Window on Eurasia: Will Putin Ever Focus on Russia rather than on the West? Russians Outside of Moscow Ask


Paul Goble

 

            Staunton, November 7 – Just as people in other countries have criticized their leaders for focusing too much on foreign policy rather than domestic affairs, so too now Russians, especially those living beyond the ring road, are beginning to ask whether their country’s leadership will ever pay more attention to their problems than to the United States and the EU.

 

            That attitude, one that has been picked up in a Levada Center poll which found that one Russian in two is convinced that “the head of the Russian state must concentrate on domestic problems,” is beginning to undercut earlier Russian backing for the Crimean Anschluss and Putin’s continuing aggression in Ukraine (echo.msk.ru/news/1432232-echo.html).

 

            And it has surfaced, the center’s sociologists say, in large measure because Putin has defined what he is doing in Ukraine as being in the first instance about defending ethnic Russians. Now, many Russians in Russia and perhaps especially those beyond the ring road are saying it is high time for him to defend Russians at home as well.

 

            This week, Moscow’s “Argumenty i fakty” publishes a letter from an elderly teacher in Nizhny Novgorod who says that she and her neighbors are not all that interested in what the Moscow media are showing them about issues like the choice between Europe and Asia or whether Russia will survive Putin (aif.ru/society/opinion/1374078).

 

            Instead, she writes, she and others like her are interested above all in something else: “when will the authorities stop thinking about America and remember about Russians?”

 

            She says she barely has enough money to pay for her apartment and food, and making ends meet is thus her first concern. “Not the European choice interests me,” the teacher says, but whether I’ll be able to go down the stairs without breaking my leg. There haven’t been any repairs at our bloc in more than 40 years, and all the stair steps are broken.”

 

            The Nizhny Novgorod teacher doesn’t express anger and she makes only the slightest criticism of the powers that be.

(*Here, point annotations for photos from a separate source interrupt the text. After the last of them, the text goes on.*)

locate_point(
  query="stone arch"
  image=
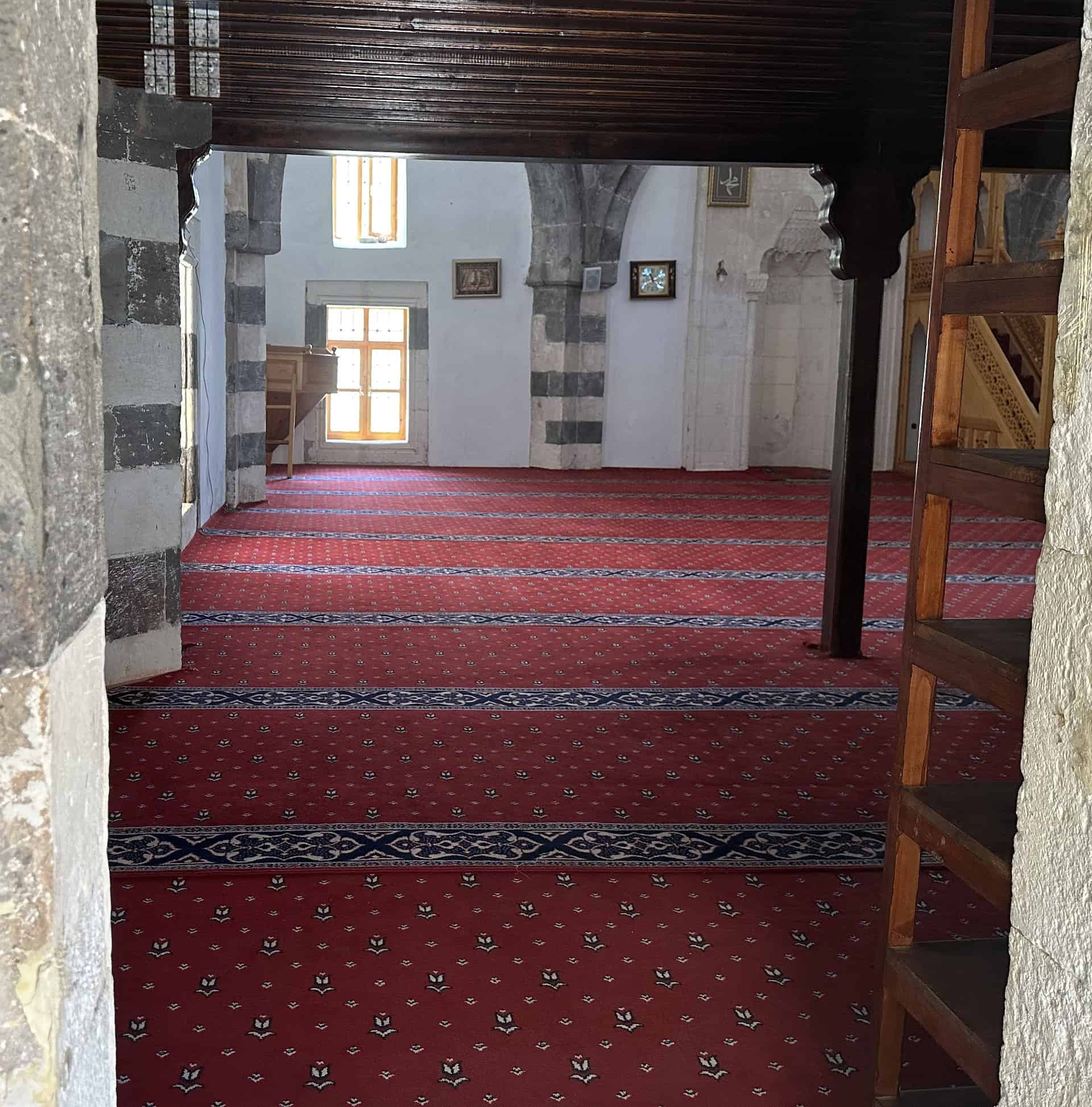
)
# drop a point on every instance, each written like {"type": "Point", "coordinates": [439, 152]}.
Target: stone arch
{"type": "Point", "coordinates": [578, 220]}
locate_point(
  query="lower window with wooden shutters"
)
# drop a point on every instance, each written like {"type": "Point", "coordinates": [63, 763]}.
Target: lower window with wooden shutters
{"type": "Point", "coordinates": [371, 344]}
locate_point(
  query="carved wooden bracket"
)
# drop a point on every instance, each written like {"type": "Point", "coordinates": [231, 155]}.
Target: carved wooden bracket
{"type": "Point", "coordinates": [867, 210]}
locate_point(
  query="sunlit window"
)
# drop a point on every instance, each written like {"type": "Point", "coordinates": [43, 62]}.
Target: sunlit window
{"type": "Point", "coordinates": [370, 404]}
{"type": "Point", "coordinates": [365, 201]}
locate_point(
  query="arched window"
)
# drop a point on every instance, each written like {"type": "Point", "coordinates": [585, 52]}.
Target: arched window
{"type": "Point", "coordinates": [366, 192]}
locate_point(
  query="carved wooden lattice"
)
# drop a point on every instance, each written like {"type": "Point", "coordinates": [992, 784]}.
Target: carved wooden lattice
{"type": "Point", "coordinates": [921, 274]}
{"type": "Point", "coordinates": [1004, 389]}
{"type": "Point", "coordinates": [1031, 331]}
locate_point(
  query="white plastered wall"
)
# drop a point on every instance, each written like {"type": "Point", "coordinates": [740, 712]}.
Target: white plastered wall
{"type": "Point", "coordinates": [1047, 1056]}
{"type": "Point", "coordinates": [479, 398]}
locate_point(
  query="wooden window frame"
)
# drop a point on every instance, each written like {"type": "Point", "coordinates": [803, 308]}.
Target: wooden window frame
{"type": "Point", "coordinates": [365, 236]}
{"type": "Point", "coordinates": [366, 347]}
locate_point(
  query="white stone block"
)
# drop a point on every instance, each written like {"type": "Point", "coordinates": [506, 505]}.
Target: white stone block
{"type": "Point", "coordinates": [138, 201]}
{"type": "Point", "coordinates": [142, 365]}
{"type": "Point", "coordinates": [135, 659]}
{"type": "Point", "coordinates": [250, 269]}
{"type": "Point", "coordinates": [143, 510]}
{"type": "Point", "coordinates": [246, 412]}
{"type": "Point", "coordinates": [250, 342]}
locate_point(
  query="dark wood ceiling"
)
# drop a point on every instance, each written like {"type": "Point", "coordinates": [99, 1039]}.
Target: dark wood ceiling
{"type": "Point", "coordinates": [690, 81]}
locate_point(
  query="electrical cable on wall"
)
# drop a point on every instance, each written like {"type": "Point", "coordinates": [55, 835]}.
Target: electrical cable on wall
{"type": "Point", "coordinates": [202, 382]}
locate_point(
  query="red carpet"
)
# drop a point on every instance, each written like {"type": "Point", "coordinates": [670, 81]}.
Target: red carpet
{"type": "Point", "coordinates": [602, 671]}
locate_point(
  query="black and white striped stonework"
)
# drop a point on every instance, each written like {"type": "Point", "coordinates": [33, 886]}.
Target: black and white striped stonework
{"type": "Point", "coordinates": [140, 137]}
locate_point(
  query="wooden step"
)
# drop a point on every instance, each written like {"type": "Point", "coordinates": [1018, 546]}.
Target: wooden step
{"type": "Point", "coordinates": [1023, 90]}
{"type": "Point", "coordinates": [936, 1097]}
{"type": "Point", "coordinates": [1024, 287]}
{"type": "Point", "coordinates": [970, 826]}
{"type": "Point", "coordinates": [987, 658]}
{"type": "Point", "coordinates": [956, 991]}
{"type": "Point", "coordinates": [1010, 482]}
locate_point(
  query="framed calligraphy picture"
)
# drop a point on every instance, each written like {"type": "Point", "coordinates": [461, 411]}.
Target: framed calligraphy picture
{"type": "Point", "coordinates": [729, 185]}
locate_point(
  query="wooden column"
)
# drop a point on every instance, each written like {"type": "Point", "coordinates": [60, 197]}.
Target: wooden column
{"type": "Point", "coordinates": [868, 210]}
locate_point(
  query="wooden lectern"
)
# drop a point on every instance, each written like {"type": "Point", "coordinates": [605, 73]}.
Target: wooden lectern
{"type": "Point", "coordinates": [297, 379]}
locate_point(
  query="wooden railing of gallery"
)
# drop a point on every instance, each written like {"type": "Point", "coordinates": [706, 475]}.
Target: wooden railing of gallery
{"type": "Point", "coordinates": [1011, 358]}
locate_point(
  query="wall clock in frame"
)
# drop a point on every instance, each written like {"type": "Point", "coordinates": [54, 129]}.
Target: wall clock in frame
{"type": "Point", "coordinates": [652, 280]}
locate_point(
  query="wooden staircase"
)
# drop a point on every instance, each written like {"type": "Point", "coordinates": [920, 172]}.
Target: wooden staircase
{"type": "Point", "coordinates": [956, 990]}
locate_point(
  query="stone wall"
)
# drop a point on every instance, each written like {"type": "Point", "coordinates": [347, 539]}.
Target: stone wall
{"type": "Point", "coordinates": [1047, 1058]}
{"type": "Point", "coordinates": [57, 1046]}
{"type": "Point", "coordinates": [140, 137]}
{"type": "Point", "coordinates": [578, 220]}
{"type": "Point", "coordinates": [251, 230]}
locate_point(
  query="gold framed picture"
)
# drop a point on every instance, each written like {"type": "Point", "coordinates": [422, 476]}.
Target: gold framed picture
{"type": "Point", "coordinates": [652, 280]}
{"type": "Point", "coordinates": [729, 185]}
{"type": "Point", "coordinates": [473, 278]}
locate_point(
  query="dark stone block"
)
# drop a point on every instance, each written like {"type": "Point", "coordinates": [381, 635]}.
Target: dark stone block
{"type": "Point", "coordinates": [1032, 207]}
{"type": "Point", "coordinates": [191, 368]}
{"type": "Point", "coordinates": [142, 434]}
{"type": "Point", "coordinates": [172, 561]}
{"type": "Point", "coordinates": [191, 474]}
{"type": "Point", "coordinates": [419, 328]}
{"type": "Point", "coordinates": [264, 183]}
{"type": "Point", "coordinates": [113, 275]}
{"type": "Point", "coordinates": [135, 594]}
{"type": "Point", "coordinates": [136, 113]}
{"type": "Point", "coordinates": [263, 238]}
{"type": "Point", "coordinates": [246, 304]}
{"type": "Point", "coordinates": [560, 432]}
{"type": "Point", "coordinates": [113, 146]}
{"type": "Point", "coordinates": [548, 299]}
{"type": "Point", "coordinates": [148, 152]}
{"type": "Point", "coordinates": [571, 432]}
{"type": "Point", "coordinates": [246, 377]}
{"type": "Point", "coordinates": [315, 326]}
{"type": "Point", "coordinates": [584, 385]}
{"type": "Point", "coordinates": [589, 431]}
{"type": "Point", "coordinates": [153, 283]}
{"type": "Point", "coordinates": [559, 305]}
{"type": "Point", "coordinates": [593, 329]}
{"type": "Point", "coordinates": [547, 385]}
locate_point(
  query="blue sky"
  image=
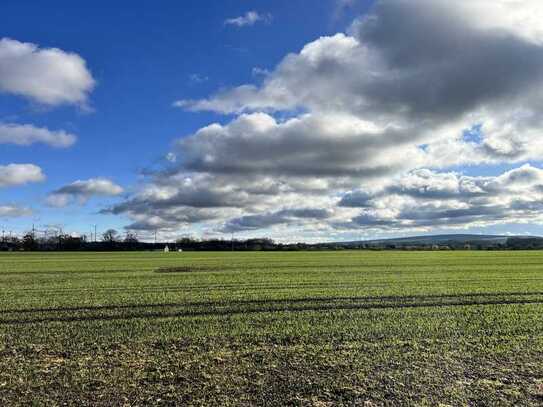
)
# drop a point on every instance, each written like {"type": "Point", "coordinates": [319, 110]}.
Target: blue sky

Thus, she says that Russian television has created the impression that “all life revolves around Moscow and the Kremlin,” forgetting that “there is another Russia,” one that seldom gets any coverage.

 

            In presenting her letter, the weekly’s Vyacheslav Kostikov says that such criticism is entirely just. Neither Russian media nor Russian sociologists now devote much attention to the provinces. “Everything revolves around big politics and Putin’s speeches.” And everything on the media is upbeat even if reality is not.

 

            But “millions of Russians living in five-storey Khrushchev-era slums, darkened huts, and decaying barracks aren’t agitated very much by the question of how many Lenin monuments have been destroyed in Ukraine or how low has fallen the rating of President Obama.” Instead, they are affected and upset by rising prices and their declining standard of living.

 

            The journalist said that in his opinion, such people are “very surprised when they are shown on television polls about their happiness,” which suggest that everything is getting better and everyone is happier. “Can it be,” he asks, that Russians have some special relationship to their own fate,” that they have all become philosophers or holy elders?”

 

             Ordinary Russians are in fact able to put up with a lot, Kostikov continues. Those doing most of the complaining now are the bureaucrats and the better off, who are losing some of their accustomed privileges. Many of them are complaining and some are even leaving the country in the search for a better life.

 

            Russians in the provinces are not like them, but their polite request that the Kremlin start paying attention to Russians in Russia and not just Russians in other countries may ultimately prove decisive because, the experiences of other countries and leaders suggest, such feelings while they can be ignored for a long time cannot be ignored forever.